Community:Reporting on access patterns
From Splunk Wiki
Reporting Access Patterns Over Time
Goldburtd 12:10, 30 November 2009 (PST)
Splunk is a powerful tool for analyzing change over time - in web hits, logins, sent emails, java errors, etc... Universal timestamp extraction lays the groundwork, and the timechart search command allows you to visualize data over time. However, this kind of analysis can get sophisticated - the entire field of Calculus is devoted to it. Here are several Splunk tips and tricks.
Lets take the example of a university campus wireless network with many access points. Each base station outputs data on which clients are associated with the wireless access point.
[11-09-2008 05:02:02PM] client_mac=00:90:4b:9f:94:9f, client_vendor=GemTek Technology Co., Ltd., ap_mac=00:5c:f9:04:e4:e0, ap_name=AP-ST-BRH-C6Z, controller_ip=188.8.131.52, state=associated, ssid=XXX-PUBLIC, vlan=725
The default Splunk search features a timeline which reports the number of matched events over time. This is simple and often useful, but to report on any other attribute besides event count Splunk provides the timechart command. There are two required arguments:
- What attribute to track. This needs to be a Splunk field.
- Which statistic to calculate. There are over a dozen statistical operators, and the choice can often be subtle. In our example we choose the distinct count rather than just the count in order to suppress clients that accessed the network more than once in the same period.
There are other arguments to timechart and the default values specified do not always yield the expected result. Here are some of the things you may want to think about:
- How to draw intervals on the x-axis. You may want to look at change at various resolutions - say by minute, or by hour. Splunk can be told to draw intervals on the x-axis by in specified time buckets using the "span" option.
- What to do for periods where there is no data. In our example the base stations report only every 15 minutes. Splunk will assume by default that the data stream is continuous and if there is no data for a time bucket it will plot the value as 0. You can override this with "cont=f"
This shows the overall change in access for the campus wireless network. However, we may want to break this down into usage by access point to track student movement - say from the classrooms in the morning to the libraries at night. When you split data into series you should consider:
- Whether to plot events that are missing values for the field you are splitting by. This is controlled by the flag "usenull"

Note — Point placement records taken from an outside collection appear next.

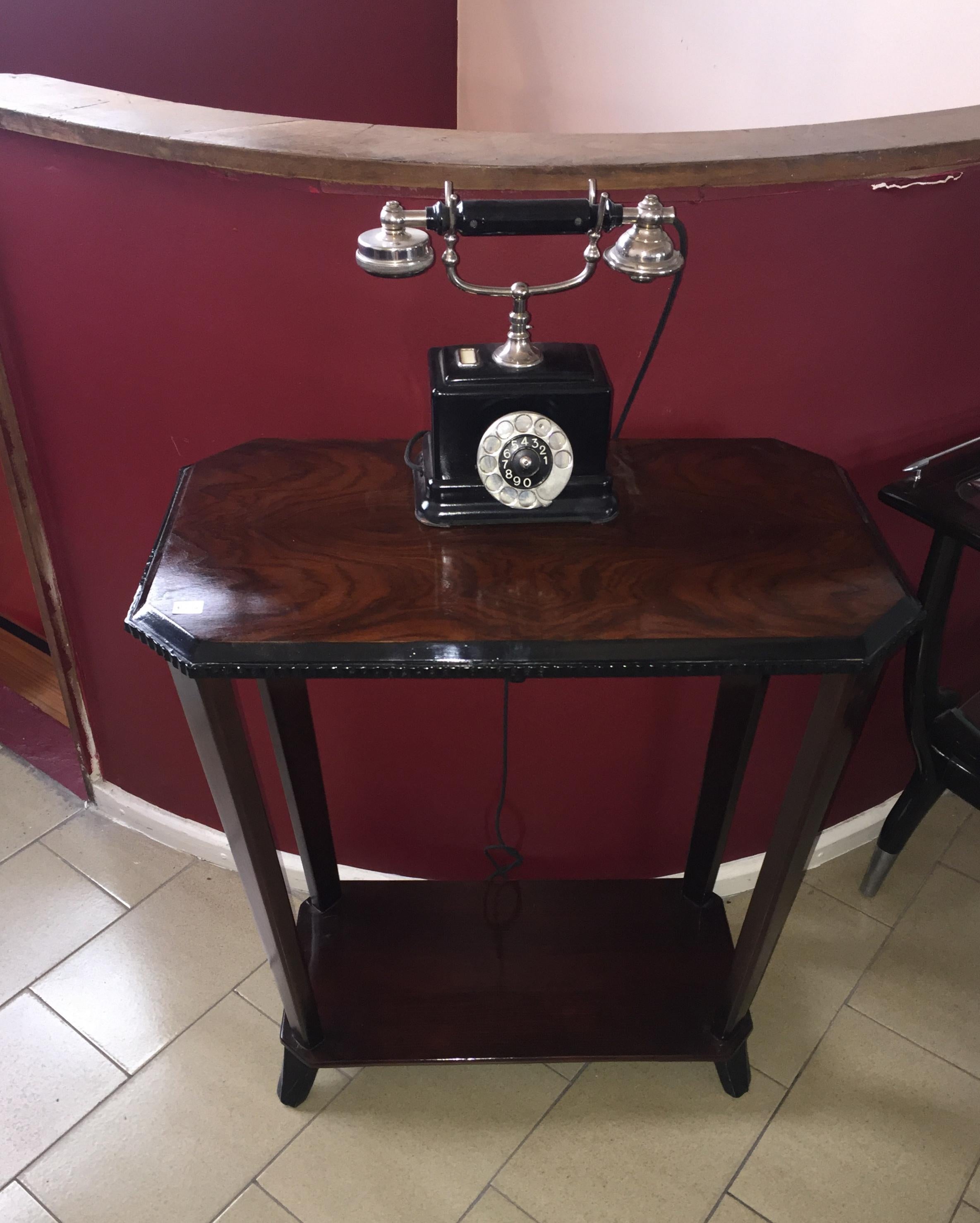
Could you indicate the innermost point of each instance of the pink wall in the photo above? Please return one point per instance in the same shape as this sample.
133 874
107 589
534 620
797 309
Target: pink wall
196 310
272 57
710 65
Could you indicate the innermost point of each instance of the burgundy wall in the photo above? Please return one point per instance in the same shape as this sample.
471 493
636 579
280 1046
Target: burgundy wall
158 312
271 57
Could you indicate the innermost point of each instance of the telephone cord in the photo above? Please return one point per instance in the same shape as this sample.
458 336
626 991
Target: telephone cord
502 869
665 315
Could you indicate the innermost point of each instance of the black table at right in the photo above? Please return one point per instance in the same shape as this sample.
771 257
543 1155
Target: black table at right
942 492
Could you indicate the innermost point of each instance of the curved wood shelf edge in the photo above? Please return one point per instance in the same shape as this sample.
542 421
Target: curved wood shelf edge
421 157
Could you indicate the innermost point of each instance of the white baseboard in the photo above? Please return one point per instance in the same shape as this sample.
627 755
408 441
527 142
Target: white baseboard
212 845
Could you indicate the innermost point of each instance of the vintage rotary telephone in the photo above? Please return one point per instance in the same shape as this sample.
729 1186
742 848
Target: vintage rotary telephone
520 431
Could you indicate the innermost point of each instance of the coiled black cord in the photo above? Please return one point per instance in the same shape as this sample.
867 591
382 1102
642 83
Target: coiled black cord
665 315
502 867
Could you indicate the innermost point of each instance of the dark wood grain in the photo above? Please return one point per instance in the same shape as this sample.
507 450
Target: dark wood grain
290 721
425 157
212 713
831 733
299 552
544 970
737 711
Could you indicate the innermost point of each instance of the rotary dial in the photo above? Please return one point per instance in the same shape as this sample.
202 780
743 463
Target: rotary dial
524 460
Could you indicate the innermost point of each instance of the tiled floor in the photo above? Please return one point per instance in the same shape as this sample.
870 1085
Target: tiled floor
139 1056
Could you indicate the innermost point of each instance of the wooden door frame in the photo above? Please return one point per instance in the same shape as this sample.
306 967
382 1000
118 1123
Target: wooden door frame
44 580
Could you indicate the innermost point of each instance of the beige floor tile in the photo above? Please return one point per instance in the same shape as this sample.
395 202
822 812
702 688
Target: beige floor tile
260 990
567 1069
965 852
127 864
732 1211
17 1206
875 1130
842 876
185 1135
254 1206
30 804
973 1193
38 893
414 1144
927 982
134 988
494 1208
635 1142
49 1078
821 953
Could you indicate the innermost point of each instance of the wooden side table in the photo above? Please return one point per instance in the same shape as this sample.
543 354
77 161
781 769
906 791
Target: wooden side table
293 560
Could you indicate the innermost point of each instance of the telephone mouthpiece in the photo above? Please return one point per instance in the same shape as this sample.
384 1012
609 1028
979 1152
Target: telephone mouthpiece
645 251
394 250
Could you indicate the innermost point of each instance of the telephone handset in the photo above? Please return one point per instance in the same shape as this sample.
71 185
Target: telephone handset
520 431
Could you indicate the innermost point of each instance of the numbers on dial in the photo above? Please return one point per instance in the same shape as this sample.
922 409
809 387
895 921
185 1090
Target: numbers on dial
524 460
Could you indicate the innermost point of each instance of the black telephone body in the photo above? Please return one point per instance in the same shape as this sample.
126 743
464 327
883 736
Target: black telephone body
520 431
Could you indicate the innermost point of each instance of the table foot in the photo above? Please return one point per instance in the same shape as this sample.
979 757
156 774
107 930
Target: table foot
295 1082
736 1074
878 871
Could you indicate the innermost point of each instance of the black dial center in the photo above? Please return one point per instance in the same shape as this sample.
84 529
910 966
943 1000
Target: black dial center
525 462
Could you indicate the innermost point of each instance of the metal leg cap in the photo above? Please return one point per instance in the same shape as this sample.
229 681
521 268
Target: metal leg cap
878 871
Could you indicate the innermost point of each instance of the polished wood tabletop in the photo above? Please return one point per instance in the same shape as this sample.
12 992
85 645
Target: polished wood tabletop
282 554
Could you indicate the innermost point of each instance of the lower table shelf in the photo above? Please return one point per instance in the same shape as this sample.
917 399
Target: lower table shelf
536 972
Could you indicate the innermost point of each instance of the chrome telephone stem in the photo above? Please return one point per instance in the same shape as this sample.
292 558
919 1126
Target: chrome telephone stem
518 353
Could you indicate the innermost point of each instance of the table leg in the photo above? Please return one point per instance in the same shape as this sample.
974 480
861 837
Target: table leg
213 716
287 704
832 730
737 712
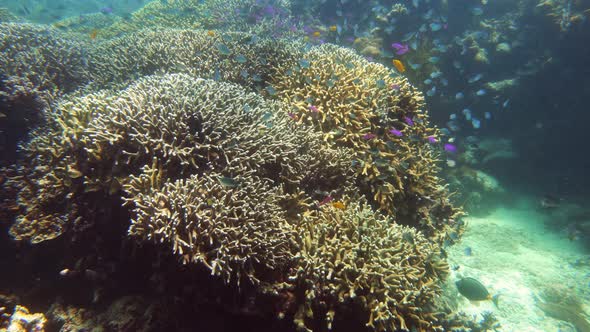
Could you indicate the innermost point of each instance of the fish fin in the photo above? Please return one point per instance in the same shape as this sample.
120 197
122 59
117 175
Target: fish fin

- Whether to group and display all series that are not plotted individual into an "other" series. This is controlled by the flag "useother"
- Which (and how many) series to display. By default this is the top 10 series by area (that is, those where the sum of the series over all time is in the top 10 sums). You can specify a where clause to select the comparison calculation and quantity threshold - for example, "where stdev in top20" will calculate the 20 series that have changed the most. Note that the UI will render up to 12 series in the legend and up to 500 results (rows in the table).
You may want to look for large-scale patterns of change. For example, say you don't care about which wireless access points were used today (it may be Sunday), but the general use during a typical week-day. A trick to do this is to split not by time but by the hour of the day (extracted by Splunk as date_hour) using the chart command. A few other tricks:
- Select only particular days by using the date_wday field
- Sort the hours correctly by using the fields command to manually arrange the columns
ssid state=associated NOT (date_wday=saturday OR date_wday=sunday) ap_name=AP-ST-ENGR-ITEB* | chart count(client_mac) by ap_name,date_hour where sum in top24 | fields ap_name 0 1 2 3 4 5 6 7 8 9 10 11 12 13 14 15 16 17 18 19 20 21 22 23
Rendered as a heatmap this will light up the higher values to show where on the engineering quad students connect from most during different times of the day.